Our final step is defining the manualTune called out in the void loop. This simply re-maps the large range light values to a range more manageable for the LED. So we describe a void manualTune(). We indicate the range we want to replace (0-1023) and place the new range (0-255), lightLevel = map(lightLevel, 0, 1023, 0, 255). Are last step is determining the new constraint of the range, lightLevel = constrain(lightLevel, 0, 255);.


Each photo resistor should be accommodated to 3 pins and respond to its condition within its environment.




One thought on “Lighting Multiple LED’s with Multiple Photo Resistors”

  1. Very interesting post.
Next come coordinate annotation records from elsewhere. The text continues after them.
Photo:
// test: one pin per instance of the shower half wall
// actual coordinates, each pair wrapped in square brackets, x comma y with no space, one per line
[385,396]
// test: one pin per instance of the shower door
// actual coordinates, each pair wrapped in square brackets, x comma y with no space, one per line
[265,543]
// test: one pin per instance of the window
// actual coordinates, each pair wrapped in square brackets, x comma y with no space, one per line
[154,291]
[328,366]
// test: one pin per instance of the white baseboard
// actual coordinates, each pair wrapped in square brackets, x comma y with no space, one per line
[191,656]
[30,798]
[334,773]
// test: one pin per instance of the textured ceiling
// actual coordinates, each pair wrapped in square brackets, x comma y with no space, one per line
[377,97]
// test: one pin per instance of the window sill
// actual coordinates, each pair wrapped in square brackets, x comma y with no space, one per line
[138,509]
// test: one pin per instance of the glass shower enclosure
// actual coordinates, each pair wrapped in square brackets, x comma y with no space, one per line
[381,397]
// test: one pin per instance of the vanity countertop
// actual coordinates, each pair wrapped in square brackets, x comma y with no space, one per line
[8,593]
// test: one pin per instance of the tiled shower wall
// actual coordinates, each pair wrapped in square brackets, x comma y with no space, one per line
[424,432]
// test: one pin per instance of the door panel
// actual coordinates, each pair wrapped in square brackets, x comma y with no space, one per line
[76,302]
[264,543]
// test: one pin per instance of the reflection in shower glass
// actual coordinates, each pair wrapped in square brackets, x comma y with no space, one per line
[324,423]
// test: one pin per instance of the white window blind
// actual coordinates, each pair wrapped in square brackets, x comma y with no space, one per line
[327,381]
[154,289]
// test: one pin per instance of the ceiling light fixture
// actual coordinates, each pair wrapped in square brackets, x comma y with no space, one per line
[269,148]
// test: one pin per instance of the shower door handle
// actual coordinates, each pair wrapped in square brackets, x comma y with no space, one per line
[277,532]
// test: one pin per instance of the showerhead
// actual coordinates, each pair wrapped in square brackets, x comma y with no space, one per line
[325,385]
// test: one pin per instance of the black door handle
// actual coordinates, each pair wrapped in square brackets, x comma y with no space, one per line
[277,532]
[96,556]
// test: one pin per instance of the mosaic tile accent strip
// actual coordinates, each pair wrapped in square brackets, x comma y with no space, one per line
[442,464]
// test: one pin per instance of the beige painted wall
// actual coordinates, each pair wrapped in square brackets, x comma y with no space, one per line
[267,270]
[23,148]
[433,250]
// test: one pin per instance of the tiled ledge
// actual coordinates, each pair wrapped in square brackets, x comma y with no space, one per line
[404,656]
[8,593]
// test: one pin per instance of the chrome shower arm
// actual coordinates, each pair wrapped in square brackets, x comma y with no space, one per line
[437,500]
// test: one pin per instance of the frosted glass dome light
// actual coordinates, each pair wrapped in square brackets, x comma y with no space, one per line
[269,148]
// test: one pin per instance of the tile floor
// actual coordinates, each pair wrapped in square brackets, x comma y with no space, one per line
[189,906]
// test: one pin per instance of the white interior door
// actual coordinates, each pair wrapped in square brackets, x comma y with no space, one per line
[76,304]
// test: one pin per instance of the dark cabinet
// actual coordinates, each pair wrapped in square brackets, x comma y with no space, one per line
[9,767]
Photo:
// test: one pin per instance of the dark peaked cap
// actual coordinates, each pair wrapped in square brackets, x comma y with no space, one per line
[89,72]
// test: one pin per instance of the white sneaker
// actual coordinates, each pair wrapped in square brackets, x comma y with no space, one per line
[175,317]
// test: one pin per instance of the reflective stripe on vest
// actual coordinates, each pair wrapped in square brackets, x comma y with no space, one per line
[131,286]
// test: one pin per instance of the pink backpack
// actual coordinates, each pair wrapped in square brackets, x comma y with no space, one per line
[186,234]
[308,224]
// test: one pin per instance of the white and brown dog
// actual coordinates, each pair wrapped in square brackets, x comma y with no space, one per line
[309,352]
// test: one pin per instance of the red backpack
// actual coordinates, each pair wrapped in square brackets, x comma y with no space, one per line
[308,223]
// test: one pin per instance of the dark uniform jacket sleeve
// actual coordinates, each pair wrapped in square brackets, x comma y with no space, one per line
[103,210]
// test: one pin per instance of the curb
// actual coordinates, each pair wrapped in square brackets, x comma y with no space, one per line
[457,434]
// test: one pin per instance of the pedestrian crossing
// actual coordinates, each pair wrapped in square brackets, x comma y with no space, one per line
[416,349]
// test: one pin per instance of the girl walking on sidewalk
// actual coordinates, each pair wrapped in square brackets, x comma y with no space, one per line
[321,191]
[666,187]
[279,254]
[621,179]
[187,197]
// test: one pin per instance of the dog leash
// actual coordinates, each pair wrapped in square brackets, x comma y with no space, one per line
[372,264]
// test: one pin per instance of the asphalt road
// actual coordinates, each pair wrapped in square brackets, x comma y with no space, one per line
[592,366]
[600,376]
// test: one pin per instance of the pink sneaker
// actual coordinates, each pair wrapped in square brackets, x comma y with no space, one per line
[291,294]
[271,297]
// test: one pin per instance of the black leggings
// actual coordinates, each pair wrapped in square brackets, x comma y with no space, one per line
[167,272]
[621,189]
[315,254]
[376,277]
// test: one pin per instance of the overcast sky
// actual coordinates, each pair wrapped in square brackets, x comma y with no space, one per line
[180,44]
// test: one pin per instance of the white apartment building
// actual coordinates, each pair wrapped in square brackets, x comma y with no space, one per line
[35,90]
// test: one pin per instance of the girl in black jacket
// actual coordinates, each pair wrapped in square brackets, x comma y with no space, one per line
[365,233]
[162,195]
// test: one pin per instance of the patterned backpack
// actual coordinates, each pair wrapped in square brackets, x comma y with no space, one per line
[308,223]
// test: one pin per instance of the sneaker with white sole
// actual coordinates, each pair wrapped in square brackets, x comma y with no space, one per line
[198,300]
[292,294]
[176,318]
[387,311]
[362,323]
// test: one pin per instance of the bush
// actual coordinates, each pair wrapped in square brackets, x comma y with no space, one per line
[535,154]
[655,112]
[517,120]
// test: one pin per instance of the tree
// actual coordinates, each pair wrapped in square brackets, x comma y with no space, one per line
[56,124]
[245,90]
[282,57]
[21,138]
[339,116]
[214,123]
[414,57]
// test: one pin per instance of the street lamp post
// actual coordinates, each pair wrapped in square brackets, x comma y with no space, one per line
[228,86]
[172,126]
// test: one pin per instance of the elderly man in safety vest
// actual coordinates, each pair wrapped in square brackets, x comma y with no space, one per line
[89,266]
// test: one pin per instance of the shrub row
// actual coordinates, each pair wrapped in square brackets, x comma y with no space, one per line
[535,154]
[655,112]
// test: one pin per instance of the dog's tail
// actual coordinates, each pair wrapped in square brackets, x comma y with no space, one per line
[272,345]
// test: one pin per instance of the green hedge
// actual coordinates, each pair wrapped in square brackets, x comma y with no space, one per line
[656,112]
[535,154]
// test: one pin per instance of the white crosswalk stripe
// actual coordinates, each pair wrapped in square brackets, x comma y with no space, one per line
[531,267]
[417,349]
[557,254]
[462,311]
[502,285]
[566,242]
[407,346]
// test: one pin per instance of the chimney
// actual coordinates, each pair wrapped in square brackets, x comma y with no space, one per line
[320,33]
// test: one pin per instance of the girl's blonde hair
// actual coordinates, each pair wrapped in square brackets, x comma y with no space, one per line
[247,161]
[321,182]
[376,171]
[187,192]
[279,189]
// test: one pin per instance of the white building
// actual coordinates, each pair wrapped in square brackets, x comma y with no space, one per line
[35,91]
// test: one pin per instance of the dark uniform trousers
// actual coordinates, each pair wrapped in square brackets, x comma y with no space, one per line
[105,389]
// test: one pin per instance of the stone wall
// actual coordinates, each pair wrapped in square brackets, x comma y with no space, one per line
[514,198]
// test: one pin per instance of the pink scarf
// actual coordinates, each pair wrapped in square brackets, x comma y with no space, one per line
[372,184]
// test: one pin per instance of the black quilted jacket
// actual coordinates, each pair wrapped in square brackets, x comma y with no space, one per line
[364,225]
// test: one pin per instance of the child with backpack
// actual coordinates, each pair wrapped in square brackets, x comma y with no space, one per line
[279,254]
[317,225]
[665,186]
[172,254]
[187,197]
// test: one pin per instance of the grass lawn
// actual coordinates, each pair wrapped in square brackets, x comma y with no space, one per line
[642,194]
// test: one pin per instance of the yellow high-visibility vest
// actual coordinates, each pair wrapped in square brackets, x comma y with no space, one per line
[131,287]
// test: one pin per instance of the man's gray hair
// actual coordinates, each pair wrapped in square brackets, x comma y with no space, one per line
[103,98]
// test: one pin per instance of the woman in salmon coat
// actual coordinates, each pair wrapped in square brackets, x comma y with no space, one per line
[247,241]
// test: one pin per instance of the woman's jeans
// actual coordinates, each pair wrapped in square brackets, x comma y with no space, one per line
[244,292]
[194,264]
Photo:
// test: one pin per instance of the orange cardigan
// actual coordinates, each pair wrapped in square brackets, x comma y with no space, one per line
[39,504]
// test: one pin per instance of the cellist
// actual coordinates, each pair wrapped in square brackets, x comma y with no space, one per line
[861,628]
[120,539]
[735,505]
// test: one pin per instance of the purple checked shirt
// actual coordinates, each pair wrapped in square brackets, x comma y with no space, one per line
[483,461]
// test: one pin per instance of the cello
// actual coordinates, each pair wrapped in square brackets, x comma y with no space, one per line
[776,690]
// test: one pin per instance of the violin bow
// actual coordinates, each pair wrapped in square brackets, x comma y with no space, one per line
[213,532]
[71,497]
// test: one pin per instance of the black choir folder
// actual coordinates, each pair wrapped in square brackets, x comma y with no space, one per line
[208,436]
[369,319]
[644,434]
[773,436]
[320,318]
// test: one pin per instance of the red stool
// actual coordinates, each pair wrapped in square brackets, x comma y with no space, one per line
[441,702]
I plan to make the same for music synthesis (by using the light to control parameters of a sequencer). I have several questions: up to how many photo resistors could be used on a single arduino board? There is this variable pincount that represents the number of pins in a row. Are there kind of technical limits to the size. I plan to send the received values to a sequencer through UDP. I guess this is quite simple. Another question, if I wanted to analyze the spectrum of the received light, what about using 3 photo resistors per location + R G or B light filters on top?
    congrats for the excellent post!